Sweeney Todd: Sondheim With Its Throat Slit

Sweeney Todd is a movie musical which, I fear, will please nobody.

It won't please the nerdcore crowd looking for Tim Burton awesomeness along the lines of The Nightmare Before Christmas or Edward Scissorhands.

It won't please the kajillion tween girls who came just to see Johnny Depp (and there were plenty of them at tonight's showing, in gaggles of twelve with a lone harried mother attached as chaperone).

And it certainly won't please the Sondheim fans.

Strangely enough, it will fail to please each of these groups for exactly the same reason:

They stop the action to sing.

It's "talk talk talk talk action action action STOP LET'S HAVE A SONG."

And that's wrong.

It's wrong-wrong-wrong-wrong-wrong.

Sure, the songs are shot beautifully. Great camera angles. Lush, saturated colors.

And the music sounds lovely. Johnny's a crooner, and Helena's a surprising soprano.

But they stop for the songs. They don't treat the songs as if they had anything to do with advancing the story.

Let's take "A Little Priest." Burton shoots it with Sweeney and Mrs. Lovett staring through a greasy window, musing on the potential tastiness of the people walking around outside. Just to make sure the audience makes the connection, Burton even shows us the individual people; we see a friar, and then we hear Mrs. Lovett sing "try the friar!"

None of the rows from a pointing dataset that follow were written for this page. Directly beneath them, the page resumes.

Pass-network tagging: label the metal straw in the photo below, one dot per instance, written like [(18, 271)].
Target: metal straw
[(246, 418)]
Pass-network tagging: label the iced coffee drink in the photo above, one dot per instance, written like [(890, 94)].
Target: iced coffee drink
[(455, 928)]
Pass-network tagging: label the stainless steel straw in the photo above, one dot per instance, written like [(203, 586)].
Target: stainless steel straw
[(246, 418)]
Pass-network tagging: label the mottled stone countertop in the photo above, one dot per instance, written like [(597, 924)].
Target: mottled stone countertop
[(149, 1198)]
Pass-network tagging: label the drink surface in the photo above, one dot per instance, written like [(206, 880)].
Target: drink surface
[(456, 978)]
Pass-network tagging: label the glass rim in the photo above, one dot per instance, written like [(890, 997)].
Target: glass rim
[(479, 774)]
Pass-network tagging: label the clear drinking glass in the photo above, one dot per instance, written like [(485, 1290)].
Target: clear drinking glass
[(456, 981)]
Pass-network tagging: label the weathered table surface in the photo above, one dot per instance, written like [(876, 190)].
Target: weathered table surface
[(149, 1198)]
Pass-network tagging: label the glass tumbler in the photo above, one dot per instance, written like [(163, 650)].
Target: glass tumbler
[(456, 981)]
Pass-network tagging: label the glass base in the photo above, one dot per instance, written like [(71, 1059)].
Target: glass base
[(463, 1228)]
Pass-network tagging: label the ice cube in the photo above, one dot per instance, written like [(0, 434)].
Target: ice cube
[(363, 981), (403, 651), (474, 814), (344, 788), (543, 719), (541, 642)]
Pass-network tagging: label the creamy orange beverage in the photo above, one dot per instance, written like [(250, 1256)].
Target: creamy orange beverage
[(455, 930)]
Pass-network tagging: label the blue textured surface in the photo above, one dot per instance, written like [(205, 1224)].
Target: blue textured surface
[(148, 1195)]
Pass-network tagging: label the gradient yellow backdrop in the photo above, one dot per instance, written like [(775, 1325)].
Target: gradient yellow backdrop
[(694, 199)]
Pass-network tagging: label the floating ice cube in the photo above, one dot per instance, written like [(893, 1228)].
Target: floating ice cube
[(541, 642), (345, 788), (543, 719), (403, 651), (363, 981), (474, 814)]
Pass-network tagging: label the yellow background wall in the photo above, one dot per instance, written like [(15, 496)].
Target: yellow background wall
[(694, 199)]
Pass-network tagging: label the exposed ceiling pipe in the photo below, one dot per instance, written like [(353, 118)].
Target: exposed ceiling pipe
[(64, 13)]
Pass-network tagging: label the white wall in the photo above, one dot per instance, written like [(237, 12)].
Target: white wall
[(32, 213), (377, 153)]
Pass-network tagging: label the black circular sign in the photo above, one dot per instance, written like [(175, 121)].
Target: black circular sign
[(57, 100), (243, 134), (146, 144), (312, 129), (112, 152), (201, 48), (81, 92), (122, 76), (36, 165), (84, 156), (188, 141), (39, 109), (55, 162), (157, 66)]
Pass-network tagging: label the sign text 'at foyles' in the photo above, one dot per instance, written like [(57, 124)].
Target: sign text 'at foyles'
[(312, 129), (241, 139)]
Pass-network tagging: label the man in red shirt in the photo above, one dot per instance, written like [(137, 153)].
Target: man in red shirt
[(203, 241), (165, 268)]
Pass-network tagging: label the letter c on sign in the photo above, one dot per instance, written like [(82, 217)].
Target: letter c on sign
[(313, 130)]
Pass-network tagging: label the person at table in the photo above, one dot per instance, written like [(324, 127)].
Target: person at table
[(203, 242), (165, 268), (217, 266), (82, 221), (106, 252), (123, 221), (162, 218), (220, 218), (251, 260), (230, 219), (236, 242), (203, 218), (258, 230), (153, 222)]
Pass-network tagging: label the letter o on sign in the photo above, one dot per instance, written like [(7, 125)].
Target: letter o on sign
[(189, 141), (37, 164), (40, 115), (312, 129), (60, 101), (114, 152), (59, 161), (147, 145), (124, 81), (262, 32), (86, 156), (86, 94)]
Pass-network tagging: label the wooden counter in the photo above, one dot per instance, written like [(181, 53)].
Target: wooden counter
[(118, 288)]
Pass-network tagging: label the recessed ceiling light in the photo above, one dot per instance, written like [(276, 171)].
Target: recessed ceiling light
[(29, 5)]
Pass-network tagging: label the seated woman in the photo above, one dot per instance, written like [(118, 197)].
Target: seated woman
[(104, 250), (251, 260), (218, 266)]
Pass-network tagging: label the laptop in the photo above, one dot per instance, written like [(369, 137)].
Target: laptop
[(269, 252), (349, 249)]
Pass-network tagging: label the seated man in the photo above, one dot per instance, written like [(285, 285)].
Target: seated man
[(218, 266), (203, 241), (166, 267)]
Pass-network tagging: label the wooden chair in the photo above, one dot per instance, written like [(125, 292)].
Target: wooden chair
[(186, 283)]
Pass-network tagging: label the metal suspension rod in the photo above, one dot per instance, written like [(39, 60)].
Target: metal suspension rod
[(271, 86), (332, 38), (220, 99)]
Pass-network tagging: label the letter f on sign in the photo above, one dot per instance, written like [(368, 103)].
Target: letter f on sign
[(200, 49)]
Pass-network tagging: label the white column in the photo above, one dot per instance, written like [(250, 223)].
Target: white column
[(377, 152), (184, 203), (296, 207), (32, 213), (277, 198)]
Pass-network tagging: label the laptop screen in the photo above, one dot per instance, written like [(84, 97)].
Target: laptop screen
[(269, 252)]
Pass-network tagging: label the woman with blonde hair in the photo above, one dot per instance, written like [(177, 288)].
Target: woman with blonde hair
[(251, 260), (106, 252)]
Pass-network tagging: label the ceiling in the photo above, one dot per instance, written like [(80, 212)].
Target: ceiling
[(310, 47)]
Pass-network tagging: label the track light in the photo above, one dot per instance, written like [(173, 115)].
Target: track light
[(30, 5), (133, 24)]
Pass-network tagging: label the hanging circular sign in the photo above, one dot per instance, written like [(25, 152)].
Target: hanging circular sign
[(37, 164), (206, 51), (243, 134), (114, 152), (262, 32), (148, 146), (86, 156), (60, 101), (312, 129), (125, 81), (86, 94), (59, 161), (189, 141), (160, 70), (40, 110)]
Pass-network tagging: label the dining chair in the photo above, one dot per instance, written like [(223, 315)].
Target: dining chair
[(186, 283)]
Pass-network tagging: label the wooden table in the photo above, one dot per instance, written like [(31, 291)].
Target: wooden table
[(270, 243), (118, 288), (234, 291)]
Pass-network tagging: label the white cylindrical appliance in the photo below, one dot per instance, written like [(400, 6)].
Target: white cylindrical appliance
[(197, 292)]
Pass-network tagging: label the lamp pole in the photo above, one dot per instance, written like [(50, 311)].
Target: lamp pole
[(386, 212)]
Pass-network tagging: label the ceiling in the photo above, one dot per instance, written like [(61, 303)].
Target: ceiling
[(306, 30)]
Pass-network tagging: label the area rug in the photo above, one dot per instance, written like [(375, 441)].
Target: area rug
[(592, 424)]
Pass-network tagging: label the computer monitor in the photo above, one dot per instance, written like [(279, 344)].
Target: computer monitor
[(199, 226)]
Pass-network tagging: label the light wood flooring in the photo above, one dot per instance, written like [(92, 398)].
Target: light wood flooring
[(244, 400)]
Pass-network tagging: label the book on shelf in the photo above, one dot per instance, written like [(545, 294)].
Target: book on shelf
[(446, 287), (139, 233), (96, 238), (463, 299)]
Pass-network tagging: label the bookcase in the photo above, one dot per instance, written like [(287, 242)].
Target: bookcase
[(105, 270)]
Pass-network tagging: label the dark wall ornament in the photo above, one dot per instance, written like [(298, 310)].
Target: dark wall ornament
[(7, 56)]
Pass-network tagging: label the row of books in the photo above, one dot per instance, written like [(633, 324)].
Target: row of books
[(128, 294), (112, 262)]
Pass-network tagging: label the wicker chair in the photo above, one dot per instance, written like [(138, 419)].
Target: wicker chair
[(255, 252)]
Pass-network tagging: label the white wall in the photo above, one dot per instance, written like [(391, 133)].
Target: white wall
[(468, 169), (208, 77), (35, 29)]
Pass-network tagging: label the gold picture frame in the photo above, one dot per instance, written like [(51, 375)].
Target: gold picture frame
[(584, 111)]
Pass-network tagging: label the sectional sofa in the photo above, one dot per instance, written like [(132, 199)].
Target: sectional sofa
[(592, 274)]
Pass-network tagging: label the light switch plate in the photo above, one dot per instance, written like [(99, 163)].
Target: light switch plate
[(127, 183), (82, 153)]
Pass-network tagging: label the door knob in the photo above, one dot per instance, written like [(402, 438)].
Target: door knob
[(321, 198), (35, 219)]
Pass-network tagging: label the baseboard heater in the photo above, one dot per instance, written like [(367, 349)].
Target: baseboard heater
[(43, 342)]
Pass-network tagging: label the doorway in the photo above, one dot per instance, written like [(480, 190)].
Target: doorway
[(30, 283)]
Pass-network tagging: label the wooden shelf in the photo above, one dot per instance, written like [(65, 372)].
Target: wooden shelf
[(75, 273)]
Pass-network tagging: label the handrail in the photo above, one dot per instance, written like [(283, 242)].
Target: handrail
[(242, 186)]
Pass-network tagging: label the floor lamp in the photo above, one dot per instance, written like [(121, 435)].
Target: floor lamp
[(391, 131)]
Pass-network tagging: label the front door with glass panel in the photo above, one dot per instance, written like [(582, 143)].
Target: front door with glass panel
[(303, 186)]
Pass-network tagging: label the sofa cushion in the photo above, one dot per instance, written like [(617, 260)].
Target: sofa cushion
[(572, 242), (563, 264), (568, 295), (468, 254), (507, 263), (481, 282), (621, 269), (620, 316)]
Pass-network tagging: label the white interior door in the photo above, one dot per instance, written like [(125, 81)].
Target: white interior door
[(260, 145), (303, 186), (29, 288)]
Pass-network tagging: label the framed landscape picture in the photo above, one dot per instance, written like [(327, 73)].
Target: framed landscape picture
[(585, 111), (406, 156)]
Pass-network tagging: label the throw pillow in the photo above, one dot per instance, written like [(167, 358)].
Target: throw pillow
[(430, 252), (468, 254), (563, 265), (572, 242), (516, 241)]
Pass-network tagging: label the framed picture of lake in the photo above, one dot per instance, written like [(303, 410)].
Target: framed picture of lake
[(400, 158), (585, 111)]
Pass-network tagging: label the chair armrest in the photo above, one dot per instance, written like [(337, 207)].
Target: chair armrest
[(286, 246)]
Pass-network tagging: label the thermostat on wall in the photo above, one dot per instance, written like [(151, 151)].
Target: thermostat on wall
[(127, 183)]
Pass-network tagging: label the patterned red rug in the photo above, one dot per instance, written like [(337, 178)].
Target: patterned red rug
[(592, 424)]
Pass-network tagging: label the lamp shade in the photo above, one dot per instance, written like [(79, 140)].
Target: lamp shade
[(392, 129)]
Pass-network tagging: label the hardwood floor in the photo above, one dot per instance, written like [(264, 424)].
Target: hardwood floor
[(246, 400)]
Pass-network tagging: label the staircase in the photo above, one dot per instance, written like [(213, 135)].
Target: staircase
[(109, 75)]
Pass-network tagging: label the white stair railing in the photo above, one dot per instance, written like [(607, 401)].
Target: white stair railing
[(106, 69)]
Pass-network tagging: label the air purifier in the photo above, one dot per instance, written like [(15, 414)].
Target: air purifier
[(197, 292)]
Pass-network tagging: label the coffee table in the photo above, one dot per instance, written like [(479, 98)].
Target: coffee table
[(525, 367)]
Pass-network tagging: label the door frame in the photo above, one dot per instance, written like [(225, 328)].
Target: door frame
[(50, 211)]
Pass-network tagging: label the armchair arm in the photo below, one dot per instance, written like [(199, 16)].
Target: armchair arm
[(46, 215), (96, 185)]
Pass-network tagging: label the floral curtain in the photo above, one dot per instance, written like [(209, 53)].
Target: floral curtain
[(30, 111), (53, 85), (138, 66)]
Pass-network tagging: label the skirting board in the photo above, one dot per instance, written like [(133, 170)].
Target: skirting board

But that's not what the song's about. It's not a song about the people outside. It's a song about Mrs. Lovett trying to make Sweeney fall in love with her by proving she's as clever as he is. And how can she do that? Through idea and wordplay. So she spends the entire song wracking her mind to impress him; to make him pay attention to her.

(This is made most obvious in the bridge section, which Burton cut.)

But this film makes it a song about musing. A song about staring. A song about friggin' boring.

And all of the songs are like that. It's like no one ever considered why these characters are singing. "My Friends" is not a song about how beautiful razors are. It's a song in which Sweeney puts together a plan. We don't see him make that plan; we only see the beautiful razor.

As noted in Slate
, the Johanna/Anthony story is truncated to its barest element. Boy meets girl, and... well, that's about it. All of the action-based songs (like "Kiss Me") are gone, and we get a rendition of "Green Finch and Linnet Bird" which is an almost continual shot of Johanna sitting at a window. But Johanna is trying to get free from Judge Turpin. Even while she sings, she is trying to get free. The song is antic, frantic, distressed. It's not sitting. Burton gave us sitting.

And that's why the audience -- a packed house -- began to squirm in its own seats.

Editor's Note: Please scroll down for video clips featuring the difference between an active performance of "A Little Priest" and Tim Burton's version.


maverick said...

hey...nice blog :)..n an interesting post..probably will try to see this movie...u shud see finding neverland..

Blue said...

Thanks, Maverick. I totally should see Finding Neverland. I missed it the first time, can't remember why, and never went back to rent it.

maverick said...

@blue..its has a play on peter roll u?

Daniel said...

I haven't seen it yet, but I'm totally going to, even though I know I'm going to be disappointed.

I've heard they've cut songs, I've heard they've mangled songs, and the list goes on.

But, it's still Sweeney Todd, and I love it so much, that I can't not see it.

Sadness, though, that they didn't ask a theater-type like you to help them with what moods they should be going for in given scenes. You'd've made the movie better!

The Director said...

I thought the movie was very, very well done. The biggest thing that bothered me, though, was exactly what you pointed out!

I will admit, however, that I haven't seen any other versions of Sweeney Todd. Broadway Mouth suggested that I check out a DVD of the Angela Lansbury one. I think I'll do that, and let you know which one I liked better!

You should really enjoy Finding Neverland, too. Great movie!

Thanks for reading my blog -- I really enjoy yours!